All right, let's go ahead and run that and then we'll
wait for our helm chart to install all
the way it was deployed. But I'm sure there's
some resources still coming up.
Let's go ahead and check that. Oh,
sorry, Stormforge system.
All right. And as we can see, pods are still initializing and all that fun
stuff. So it'll probably take a few minutes and then we'll be able to
see everything in the portal, but we can just do a verify install
here really quick. All right, we can see that that was installed successfully.
Maybe it took like 15 seconds or so, 1015 seconds.

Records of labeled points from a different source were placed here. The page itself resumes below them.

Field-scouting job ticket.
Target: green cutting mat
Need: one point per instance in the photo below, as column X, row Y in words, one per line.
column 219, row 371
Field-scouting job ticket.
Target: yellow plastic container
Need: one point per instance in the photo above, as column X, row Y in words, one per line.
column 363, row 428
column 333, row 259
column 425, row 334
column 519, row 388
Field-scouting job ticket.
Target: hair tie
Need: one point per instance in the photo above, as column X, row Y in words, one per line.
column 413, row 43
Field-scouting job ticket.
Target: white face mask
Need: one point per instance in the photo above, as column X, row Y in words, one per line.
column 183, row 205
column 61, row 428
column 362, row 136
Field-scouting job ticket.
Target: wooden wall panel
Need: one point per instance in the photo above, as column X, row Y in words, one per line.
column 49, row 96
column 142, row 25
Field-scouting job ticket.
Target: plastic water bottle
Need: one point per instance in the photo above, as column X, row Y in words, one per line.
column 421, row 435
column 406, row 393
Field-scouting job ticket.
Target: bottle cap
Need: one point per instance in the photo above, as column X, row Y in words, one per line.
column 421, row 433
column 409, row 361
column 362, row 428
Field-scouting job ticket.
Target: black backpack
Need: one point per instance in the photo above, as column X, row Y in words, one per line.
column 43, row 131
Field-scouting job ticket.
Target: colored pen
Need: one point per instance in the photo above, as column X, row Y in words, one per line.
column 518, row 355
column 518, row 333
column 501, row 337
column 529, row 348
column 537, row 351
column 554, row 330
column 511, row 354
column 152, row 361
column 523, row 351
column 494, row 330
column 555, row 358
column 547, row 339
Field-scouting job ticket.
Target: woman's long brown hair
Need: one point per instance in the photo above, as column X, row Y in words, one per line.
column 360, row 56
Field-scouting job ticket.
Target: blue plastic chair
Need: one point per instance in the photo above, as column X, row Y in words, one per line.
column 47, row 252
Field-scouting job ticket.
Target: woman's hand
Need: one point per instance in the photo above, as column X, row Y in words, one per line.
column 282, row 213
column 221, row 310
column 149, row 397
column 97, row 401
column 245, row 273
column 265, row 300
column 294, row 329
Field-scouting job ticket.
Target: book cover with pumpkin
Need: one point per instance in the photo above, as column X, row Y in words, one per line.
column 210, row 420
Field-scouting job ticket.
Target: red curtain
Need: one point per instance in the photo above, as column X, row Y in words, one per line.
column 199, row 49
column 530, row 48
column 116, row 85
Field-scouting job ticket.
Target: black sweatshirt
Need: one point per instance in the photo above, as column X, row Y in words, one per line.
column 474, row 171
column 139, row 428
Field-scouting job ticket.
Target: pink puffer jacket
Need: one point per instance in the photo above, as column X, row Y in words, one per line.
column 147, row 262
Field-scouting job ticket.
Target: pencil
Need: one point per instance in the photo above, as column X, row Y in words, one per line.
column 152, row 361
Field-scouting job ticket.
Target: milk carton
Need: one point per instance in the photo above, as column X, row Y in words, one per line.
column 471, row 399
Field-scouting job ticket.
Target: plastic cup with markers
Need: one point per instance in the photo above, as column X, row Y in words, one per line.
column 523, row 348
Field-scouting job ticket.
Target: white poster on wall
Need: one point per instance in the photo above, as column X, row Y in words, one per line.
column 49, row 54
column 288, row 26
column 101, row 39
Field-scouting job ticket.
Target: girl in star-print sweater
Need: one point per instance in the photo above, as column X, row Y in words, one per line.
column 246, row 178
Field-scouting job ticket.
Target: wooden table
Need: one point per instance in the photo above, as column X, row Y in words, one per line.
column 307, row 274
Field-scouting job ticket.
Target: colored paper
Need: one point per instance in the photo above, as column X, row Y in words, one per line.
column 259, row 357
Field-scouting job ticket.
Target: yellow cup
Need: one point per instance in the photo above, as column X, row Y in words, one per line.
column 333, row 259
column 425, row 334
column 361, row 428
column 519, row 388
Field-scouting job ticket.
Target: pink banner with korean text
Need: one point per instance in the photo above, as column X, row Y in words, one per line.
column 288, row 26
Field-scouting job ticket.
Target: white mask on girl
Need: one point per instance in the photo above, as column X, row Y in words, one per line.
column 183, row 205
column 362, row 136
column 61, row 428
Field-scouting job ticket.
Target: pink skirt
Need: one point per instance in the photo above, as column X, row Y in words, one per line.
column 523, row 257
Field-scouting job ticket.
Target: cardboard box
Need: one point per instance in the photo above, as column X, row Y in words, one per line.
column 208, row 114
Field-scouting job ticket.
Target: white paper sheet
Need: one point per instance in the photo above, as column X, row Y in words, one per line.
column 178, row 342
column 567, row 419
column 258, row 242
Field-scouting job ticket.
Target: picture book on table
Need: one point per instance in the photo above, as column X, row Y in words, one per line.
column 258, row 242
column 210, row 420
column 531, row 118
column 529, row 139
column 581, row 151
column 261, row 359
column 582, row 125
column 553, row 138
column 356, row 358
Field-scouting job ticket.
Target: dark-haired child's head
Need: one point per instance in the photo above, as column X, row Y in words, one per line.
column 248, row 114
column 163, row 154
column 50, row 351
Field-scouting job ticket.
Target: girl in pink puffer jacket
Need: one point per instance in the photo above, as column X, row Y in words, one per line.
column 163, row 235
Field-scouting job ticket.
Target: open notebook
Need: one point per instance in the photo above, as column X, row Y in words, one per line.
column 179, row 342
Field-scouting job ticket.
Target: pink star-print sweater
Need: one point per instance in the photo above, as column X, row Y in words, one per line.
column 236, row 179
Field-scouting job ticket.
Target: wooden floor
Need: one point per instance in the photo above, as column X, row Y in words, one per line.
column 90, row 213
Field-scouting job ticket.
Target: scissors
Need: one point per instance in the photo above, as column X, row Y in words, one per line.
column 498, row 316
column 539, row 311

So we'll click finish were, and then as we can see
here is our portal. So we have everything from what's currently
being used, what we can optimize our
cluster information, the efficiency around our clusters
and around our namespaces. Again, total current request,
total optimized request. There's nothing going on here because this is just a demo
cluster, right? But we can see all of our information here
based on cluster, based on namespace, which is really
cool, and then based on workloads that are running, we also
have this optimize pro capability, which this
is more of a paid piece here. Stormforge is a paid
tool in general, and then we can
click on that performance button and we can create some new performance
testing, which is pretty cool. It's like benchmarks if we
want to. All right? And those are two tools that we
can use in cost and resource optimization to ensure that our
environments are running as expected. Again, we have one tool,
Stormforge SAS managed for you costs
money. And then we have Socivio, we can use it out of
the box. We do have to manage it ourselves. And with that,
thank you so much for joining me today, really do appreciate it and I hope
that you enjoyed the session.